Date: 2007-11-05 09:39 pm (UTC)
From: [identity profile] countrycousin.livejournal.com
I didn't see Freeman Dyson mentioned. He showed that Feynman and Schwinger, apparently speaking different languages, were mathematically equivalent. He was at Cornell at the time; I understand that Cornell didn't want to give him his PhD for that work - obviously there was nothing new in it! (I don't have a reference for that, but I see his Wikipedia entry mentions an honorary degree.) Another school (Wikipedia says it was Cornell; I'd like to believe that, being an alumnus, but that's not how I heard it) was willing to give him a professorship, and he later was at the Institute for Advanced Study at Princeton.

I actually favor getting formally educated and appropriate certificates, but that's principally for us mundane.

Date: 2007-11-13 06:24 pm (UTC)
From: [identity profile] montedavis.livejournal.com
I never did get around to all the undergraduate degree requirements (second school, third major in 5 years), because

(1) I'd been busy teaching AP-level courses at a highly ranked private school for two years before my nominal graduation date,

(2) I had an offer to go teach in Italy that looked better than sticking around to fill in in the gaps in concentration requirements

(3) My mentor, the world-class eminence on the faculty of the institution in question, went to bat for me and said "he's been doing postgrad-level work since he got here, so don't be silly."

Date: 2007-11-13 06:37 pm (UTC)
From: [identity profile] selenite.livejournal.com
I'm glad they were sensible.
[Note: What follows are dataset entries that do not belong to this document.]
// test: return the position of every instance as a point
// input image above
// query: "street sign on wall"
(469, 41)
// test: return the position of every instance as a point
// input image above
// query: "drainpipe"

A classmate of mine was bounced out of a three-year Masters program after the 2nd year because they decided she couldn't make up the undergrad requirements she was missing . . . possibly true, but if she got through two years successfully how badly did she need them?

Date: 2007-11-13 07:08 pm (UTC)
From: [identity profile] montedavis.livejournal.com
Yep. Much more recently, still uncredentialed, I taught undergrads as an adjunct while going partway through the same university's teacher-training M.Ed. program aimed at teaching HS English.

It was bizarre: they had no problem interviewing me, looking at my work and work experience, and judging that I was competent to teach their own students. But the same body of evidence, including having taught HS English at age 19-21, didn't win me any slack at all in running the gantlet of "how to get credentials to teach HS English." (Don't ask, I still get the shakes.)